A partnership developed that valued the contribution of affected communities, health consumers, clinicians and researchers and government. Attempts were made to engage other areas in responding to the pandemic.
Education focusing on prevention among young people; correction looking at the needs of prisoners; attorneys, general and right- based organisations and government departments focusing on the legal and enabling environment; and the Department of Foreign Affairs and Trade looked at international and development responsibilities. Australia is recognised internationally for this partnership approach.
There was an attempt to replicate this approach in the hepatitis C area. Many of the organisations, particularly within government, were asked to take on hepatitis C. Some community agencies did this as well. Sexual health, which had languished in some areas and been developed as a backbone to HIV service delivery in others, also came under the umbrella of the partnership approach.
To determine its approach, ASHM asked its members where their interests lay and responded to that:
A survey of members in 1998 found that the majority had an interest in and some responsibility for hepatitis C management.
Regular evaluation of course attendees indicated that they wanted information on viral hepatitis and sexual health and had need for this in their clinics
In 2001, users of Could it be HIV? indicated they wanted to include viral hepatitis. This was support by the RACGP and steering committee for the project and a new resource HIV and Viral Hepatitis: A Guide for Primary Care was born. In collaboration with the Commonwealth Department of Health and Australian Medical Publishing Company, it was made available to every doctor.
Following a subsequent evaluation, members requested that sexually transmissible infection also be included in the book. The book, HIV, Viral Hepatitis and STI: a guide for primary care is now in its fourth edition.
ASHM was Incorporated in NSW in 1990 and managed by an elected voluntary Executive Committee. An early decision was made to become an Australasian Society in response to advocacy from New Zealand members.
The HIV clinical workforce was not large and ASHM tried a number of approaches to attract and represent members from all states and New Zealand. It attempted to have formal chapters in each state but the administrative burden of this made it difficult. It also tried to link jurisdictions so that South Australia and the Northern Territory, Tasmania and Victoria and New South Wales and the ACT could work together, but in reality this was difficult. The majority of clinicians working in HIV were from NSW and Victoria and these jurisdictions played a major role in the development of the Society.
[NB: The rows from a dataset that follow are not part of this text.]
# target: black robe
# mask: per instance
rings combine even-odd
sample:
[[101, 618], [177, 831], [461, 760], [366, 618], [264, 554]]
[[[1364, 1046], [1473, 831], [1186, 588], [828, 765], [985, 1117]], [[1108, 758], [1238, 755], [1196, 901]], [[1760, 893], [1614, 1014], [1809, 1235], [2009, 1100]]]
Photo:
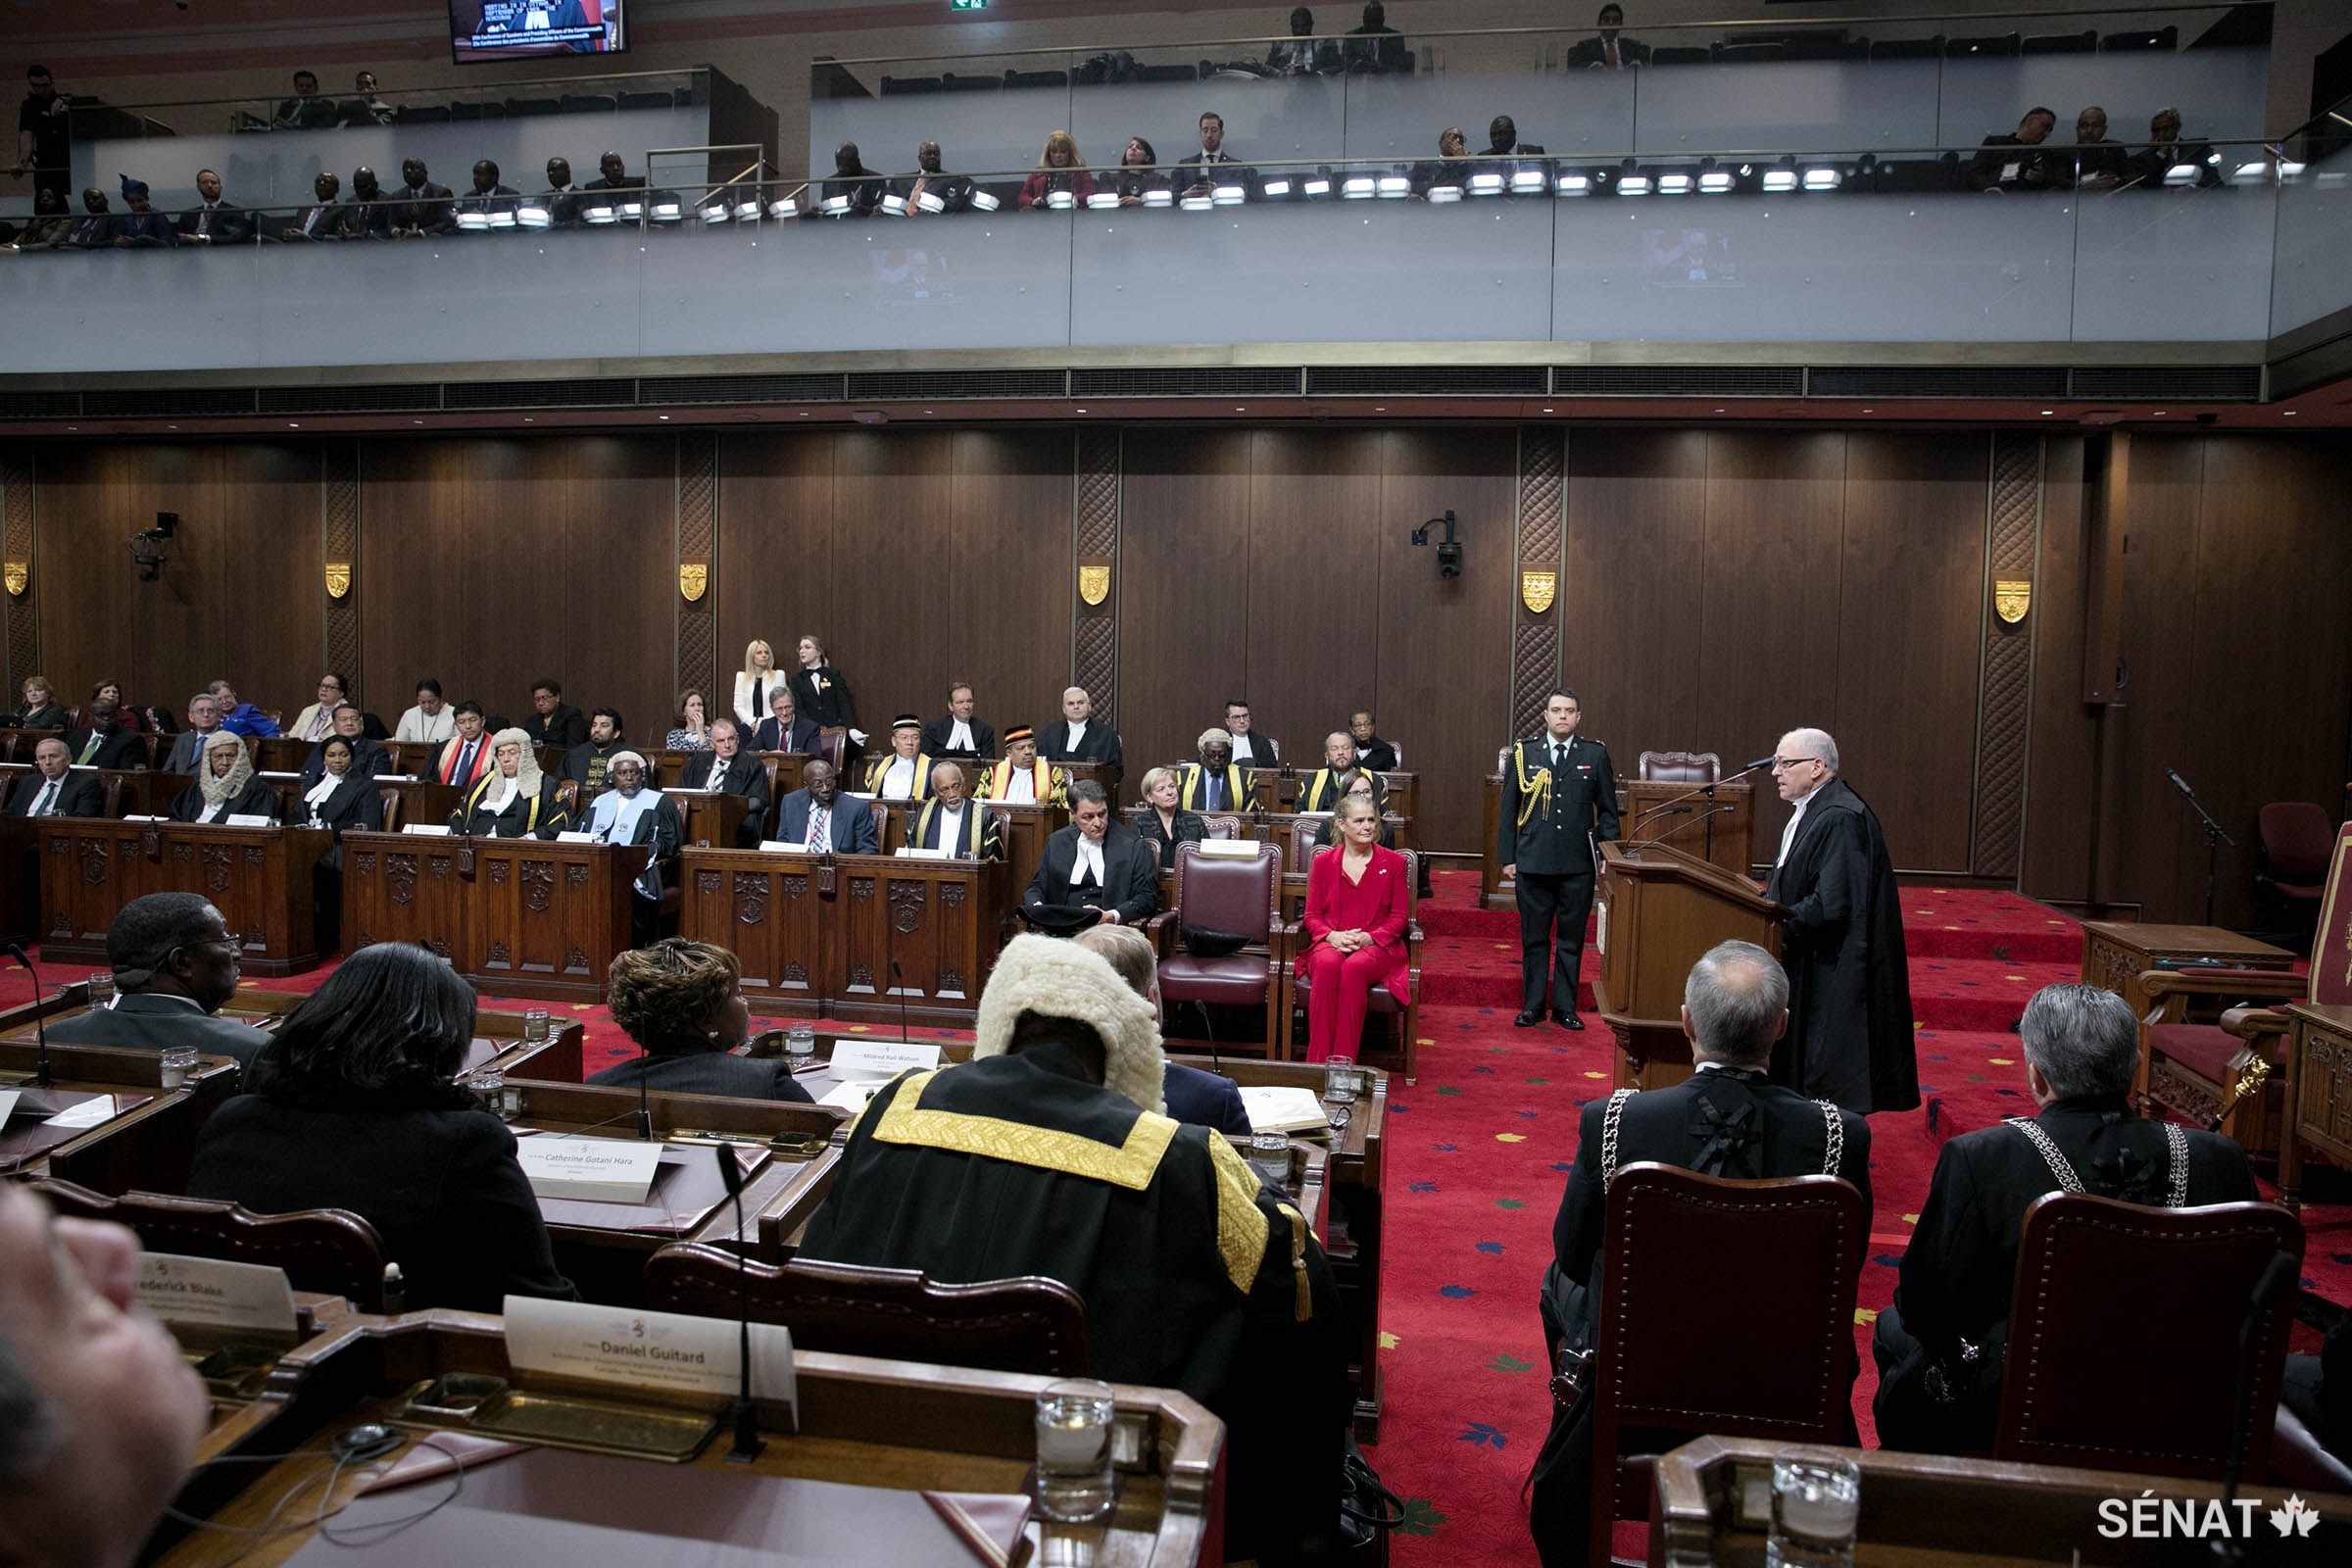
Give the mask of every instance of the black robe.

In 2008, ASHM took the decision to become a company as our expanding role in multiple health areas and particularly our active running of programs and activities in multiple states as well as regionally meant that we had outgrown our incorporation framework. This gave the Society an opportunity to review its constitution, which had changed somewhat over the years and generally allowed us to bring our legal framework in line with our practices and our plans for further development, particularly our increasing role and engagement in the region. The change came into effect in September 2009 when ASHM became a company limited by guarantee.
Another change taking place at that time was to use the acronym and tagline ASHM: Supporting the HIV, viral hepatitis and sexual health workforce as this was seen to better reflect the breadth of our work.